PARTIE 2 : Les chuchotements en ville étaient une chose, mais les secrets que les femmes gardaient en étaient une autre. À chaque soupçon murmuré par-dessus la clôture correspondait une vérité écrite, cachée, à l'abri des regards. La première de ces vérités provenait du journal de Sarah Dilling, la sage-femme du village. C'était une femme discrète et réservée qui avait mis au monde la moitié des enfants du comté. Des décennies après sa mort, une page pliée fut retrouvée dans un vieux manuel de médecine. L'entrée, écrite d'une main hâtive mais lisible, décrivait en détail la nuit où elle avait été appelée à la ferme de Vancraftoft.
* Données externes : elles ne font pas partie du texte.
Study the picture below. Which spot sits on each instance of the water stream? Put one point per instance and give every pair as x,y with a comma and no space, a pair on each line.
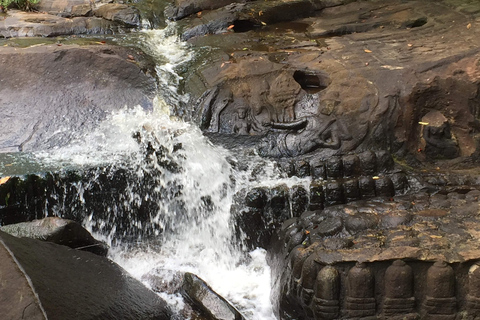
193,183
L'accouchement fut secret. Ellis était la mère, mais les notes de Sarah se concentraient sur le père, Joseph. Il était présent dans la pièce, une présence décrite comme trop envahissante, trop vigilante. Le grand-père aurait pu s'inquiéter, mais c'était différent. Il était un protecteur. L'observation la plus poignante de la sage-femme concernait le bébé lui-même, un nourrisson fragile et silencieux. Elle écrivit : « Il y avait quelque chose d'étrange dans son regard », une description vague mais profondément troublante, suggérant une anomalie plus profonde qu'une simple maladie.
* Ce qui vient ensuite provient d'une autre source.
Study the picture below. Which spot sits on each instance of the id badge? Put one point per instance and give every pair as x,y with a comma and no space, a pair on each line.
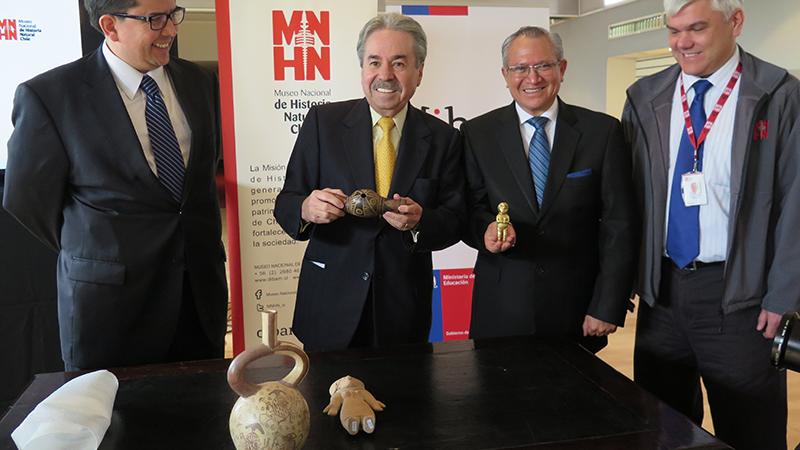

Sarah Dilling ne se rendit jamais au tribunal. Ses craintes étaient doubles. Elle redoutait la colère de Joseph, une colère froide et silencieuse qui annonçait des conséquences désastreuses. Mais elle craignait aussi l'Église et la ville elle-même. Plus tard, lors d'une conversation à voix basse avec une voisine, elle confia ce qu'elle croyait sincèrement : que Joseph Vancraftoft était bien le père de l'enfant. Mais révéler une telle chose à voix haute revenait à lui attirer le malheur. Aussi, son passage du journal resta-t-il caché, et le silence perdura.